3. In line 462 it is mentioned that (3) is equivalent to Condition 2. In the literature I only see Condition 2 implying (3), but not the other way round. Also, Condition 2 does not require h^* to be Bayes optimal. Could the authors elaborate on this?
4. It would be interesting to get a full tradeoff on the distribution (Z, X, X') and distribution of (X,Y). (On one extreme, if we have uninformative comparison queries, the model degrades to label-based active learning. On the other extreme, if we have an uninformative label queries, Theorem 12 studies its limitations.)
(I have read the author feedback - thanks to the authors for clarifying point Q2.)

he authors study the active binary classification setting where
+ The learner can ask the label of an instance. The labelling oracle will provide a noisy answer (with either adversarial noise or Tsybakov)
+ In addition to the labeling oracle, there is a comparison oracle. The leaner then can ask which of two instances is more likely to be positive. This oracle's answers is also noisy.
The authors provide results which show that if the learner uses comparison queries, then it can reduce the label-query complexity. The problem that the authors study seem to be a valid and interesting one. The presentation of the result however should be improved. In the current state, accurately parsing the arguments is hard. Also, it would have been better if a better proof sketch was included in the main paper (to give the reviewer an intuition about the correctness of the results without having to read the supplements).
The core idea is to use the usual active-type algorithm, but then replace the label-request queries with a sub-method that uses mostly comparison queries (along with a few label queries). This is possible by first sorting the instances based on comparison queries and then doing binary search (using label queries) to find a good threshold.
One thing that that concerning is the assumption on the noise level. On one hand, the authors argue that the major contribution of the paper compared to previous work is is handling noise. However, their positive result is not applicable when the amount of noise is more than some threshold (which depends on epsilon and even delta).
Also, the authors do not discuss if the learner is allowed to perform repeated comparison queries about the same pair of instances.
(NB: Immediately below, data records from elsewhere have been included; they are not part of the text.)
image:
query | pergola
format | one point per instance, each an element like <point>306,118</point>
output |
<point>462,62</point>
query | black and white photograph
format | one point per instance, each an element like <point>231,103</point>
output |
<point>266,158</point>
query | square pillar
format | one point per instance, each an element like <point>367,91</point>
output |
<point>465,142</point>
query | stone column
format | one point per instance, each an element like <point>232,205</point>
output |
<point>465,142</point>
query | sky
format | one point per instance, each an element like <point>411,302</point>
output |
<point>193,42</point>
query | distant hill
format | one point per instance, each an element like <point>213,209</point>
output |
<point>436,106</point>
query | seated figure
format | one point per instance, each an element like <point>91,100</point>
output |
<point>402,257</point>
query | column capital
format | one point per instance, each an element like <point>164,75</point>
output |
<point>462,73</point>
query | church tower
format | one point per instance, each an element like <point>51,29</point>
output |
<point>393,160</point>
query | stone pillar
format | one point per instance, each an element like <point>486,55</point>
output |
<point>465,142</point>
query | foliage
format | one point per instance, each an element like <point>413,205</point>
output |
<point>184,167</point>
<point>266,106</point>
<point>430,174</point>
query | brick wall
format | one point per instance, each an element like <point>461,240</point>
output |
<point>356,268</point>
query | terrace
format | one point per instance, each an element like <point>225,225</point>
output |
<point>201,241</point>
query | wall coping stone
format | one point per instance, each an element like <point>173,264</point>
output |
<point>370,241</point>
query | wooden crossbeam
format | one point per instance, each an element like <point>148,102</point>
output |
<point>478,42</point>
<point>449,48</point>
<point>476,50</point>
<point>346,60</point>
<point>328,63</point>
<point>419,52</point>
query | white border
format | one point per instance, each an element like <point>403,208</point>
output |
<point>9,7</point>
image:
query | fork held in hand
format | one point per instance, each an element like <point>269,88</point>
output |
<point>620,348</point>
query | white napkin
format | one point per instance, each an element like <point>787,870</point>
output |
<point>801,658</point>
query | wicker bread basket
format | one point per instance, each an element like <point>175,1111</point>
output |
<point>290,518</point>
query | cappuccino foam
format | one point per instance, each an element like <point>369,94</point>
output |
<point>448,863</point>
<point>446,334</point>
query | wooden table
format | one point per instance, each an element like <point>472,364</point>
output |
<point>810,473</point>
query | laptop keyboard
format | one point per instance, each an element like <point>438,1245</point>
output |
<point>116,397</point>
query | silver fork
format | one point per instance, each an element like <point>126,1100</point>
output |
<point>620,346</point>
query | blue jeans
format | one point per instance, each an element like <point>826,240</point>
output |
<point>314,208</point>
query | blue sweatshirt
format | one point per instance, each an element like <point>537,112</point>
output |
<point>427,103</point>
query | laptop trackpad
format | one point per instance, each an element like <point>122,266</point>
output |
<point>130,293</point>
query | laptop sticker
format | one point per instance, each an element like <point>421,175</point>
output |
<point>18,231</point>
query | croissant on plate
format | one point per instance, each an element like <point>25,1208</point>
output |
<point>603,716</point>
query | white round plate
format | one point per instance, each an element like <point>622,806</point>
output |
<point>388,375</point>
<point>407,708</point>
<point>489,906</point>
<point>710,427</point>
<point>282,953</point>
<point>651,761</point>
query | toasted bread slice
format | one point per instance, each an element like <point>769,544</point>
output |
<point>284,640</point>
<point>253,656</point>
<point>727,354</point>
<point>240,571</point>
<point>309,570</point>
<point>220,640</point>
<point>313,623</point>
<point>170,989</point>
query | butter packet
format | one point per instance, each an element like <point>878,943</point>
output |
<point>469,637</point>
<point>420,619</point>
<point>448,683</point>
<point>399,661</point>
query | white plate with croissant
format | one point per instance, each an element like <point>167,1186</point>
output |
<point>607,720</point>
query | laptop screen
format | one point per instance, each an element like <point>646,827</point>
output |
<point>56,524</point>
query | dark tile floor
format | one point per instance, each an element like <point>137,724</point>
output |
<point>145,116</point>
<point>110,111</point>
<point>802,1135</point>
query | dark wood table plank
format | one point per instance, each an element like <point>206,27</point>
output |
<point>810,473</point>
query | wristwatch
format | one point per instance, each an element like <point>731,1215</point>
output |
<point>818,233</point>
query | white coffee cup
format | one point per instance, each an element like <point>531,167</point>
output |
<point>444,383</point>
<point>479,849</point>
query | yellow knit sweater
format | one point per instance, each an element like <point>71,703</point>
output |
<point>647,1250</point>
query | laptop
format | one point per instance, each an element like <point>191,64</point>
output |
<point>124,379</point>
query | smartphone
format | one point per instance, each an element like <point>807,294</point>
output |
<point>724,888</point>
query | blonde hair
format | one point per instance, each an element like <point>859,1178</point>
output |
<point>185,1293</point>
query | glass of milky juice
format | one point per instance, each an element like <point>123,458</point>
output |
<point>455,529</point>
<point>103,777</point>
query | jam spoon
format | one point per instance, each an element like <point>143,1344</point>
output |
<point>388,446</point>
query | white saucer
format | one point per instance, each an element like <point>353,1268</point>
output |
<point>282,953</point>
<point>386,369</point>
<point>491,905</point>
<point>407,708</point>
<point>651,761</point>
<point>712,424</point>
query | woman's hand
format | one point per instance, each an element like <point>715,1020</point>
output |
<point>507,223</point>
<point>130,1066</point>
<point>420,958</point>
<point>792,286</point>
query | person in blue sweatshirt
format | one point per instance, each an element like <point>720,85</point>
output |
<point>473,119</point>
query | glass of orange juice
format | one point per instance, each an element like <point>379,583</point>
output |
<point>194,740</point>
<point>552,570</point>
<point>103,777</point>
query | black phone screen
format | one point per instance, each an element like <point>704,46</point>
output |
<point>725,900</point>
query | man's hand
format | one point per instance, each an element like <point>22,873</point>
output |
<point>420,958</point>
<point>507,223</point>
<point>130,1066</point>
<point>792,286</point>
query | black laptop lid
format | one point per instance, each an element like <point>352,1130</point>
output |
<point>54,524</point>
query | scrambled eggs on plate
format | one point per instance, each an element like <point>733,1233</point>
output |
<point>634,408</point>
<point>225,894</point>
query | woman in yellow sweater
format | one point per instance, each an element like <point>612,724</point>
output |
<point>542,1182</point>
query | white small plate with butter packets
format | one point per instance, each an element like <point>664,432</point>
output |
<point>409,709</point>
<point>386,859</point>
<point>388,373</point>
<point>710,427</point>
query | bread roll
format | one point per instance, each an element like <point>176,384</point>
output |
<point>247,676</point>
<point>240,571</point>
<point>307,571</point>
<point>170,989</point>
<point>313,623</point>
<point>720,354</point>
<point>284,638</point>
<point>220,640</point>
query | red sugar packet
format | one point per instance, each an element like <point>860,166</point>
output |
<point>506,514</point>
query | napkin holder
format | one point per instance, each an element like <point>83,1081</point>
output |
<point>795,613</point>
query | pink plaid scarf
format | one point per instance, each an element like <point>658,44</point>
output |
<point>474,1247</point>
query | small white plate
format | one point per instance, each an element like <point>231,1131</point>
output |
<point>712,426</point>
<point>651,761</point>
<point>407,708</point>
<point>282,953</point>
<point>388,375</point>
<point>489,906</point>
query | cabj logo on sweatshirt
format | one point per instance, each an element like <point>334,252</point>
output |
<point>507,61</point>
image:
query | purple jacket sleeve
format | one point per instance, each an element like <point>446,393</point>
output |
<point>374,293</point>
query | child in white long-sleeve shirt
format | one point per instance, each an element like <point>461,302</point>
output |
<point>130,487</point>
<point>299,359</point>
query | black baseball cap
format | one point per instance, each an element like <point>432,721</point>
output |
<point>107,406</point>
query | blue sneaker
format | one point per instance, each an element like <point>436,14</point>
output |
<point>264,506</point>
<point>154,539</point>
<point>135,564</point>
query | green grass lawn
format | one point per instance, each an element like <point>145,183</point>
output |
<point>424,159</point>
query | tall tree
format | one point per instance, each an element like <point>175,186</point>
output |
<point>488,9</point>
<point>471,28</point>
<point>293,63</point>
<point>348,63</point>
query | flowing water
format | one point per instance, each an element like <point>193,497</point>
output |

This seems to be helpful. [Furthermore, the authors assume that the outcome of the queries are iid, even when they have been asked about overlapping pairs]

This paper considers a new active learning setting, where in addition to a labeling oracle, the learner has access to a comparison oracle. It gives lower bounds, and a general algorithm with upper bounds under various noise conditions.
In my opinion, this paper is well-motivated, clear, and contains sufficient contribution for NIPS. It considers a novel interactive learning setting, and gives an interesting result that with comparison oracle, the d and 1/epsilon factors can be separated in the total query complexity. Its reduction from learning with comparison oracle to learning 1-dimensional threshold is also quite nice.
However, one (minor) technical mistake appears many times in the paper: the dependency of epsilon and kappa in the label complexity under Tsybakov noise condition (under their notation) should be (1/epsilon)^(2-2/kappa).
Some other minor issues I have are:
1. The term "distribution-free" in line 177 is confusing to me. In my opinion, the algorithm is depends on the distribution, since it needs to know the Tsybakov noise parameter kappa.
2. In the presentation of the theorems, the SC_comp is the expectation, but SC_label is a high probability bound. It would be better to state SC_comp and SC_label in the same manner.
3. In line 225-231, the parameters M, tau, kappa (here kappa is overloaded), etc. are not defined in the main text. I understand this is due to space limit, but it would be better if the authors could find some alternative way to present their result for learning halfspaces.
---
After reading author feedback, I agree with the authors that my claim about the label complexity was incorrect. I didn't notice they were using P(h \ne h^*) in the definition of the label complexity.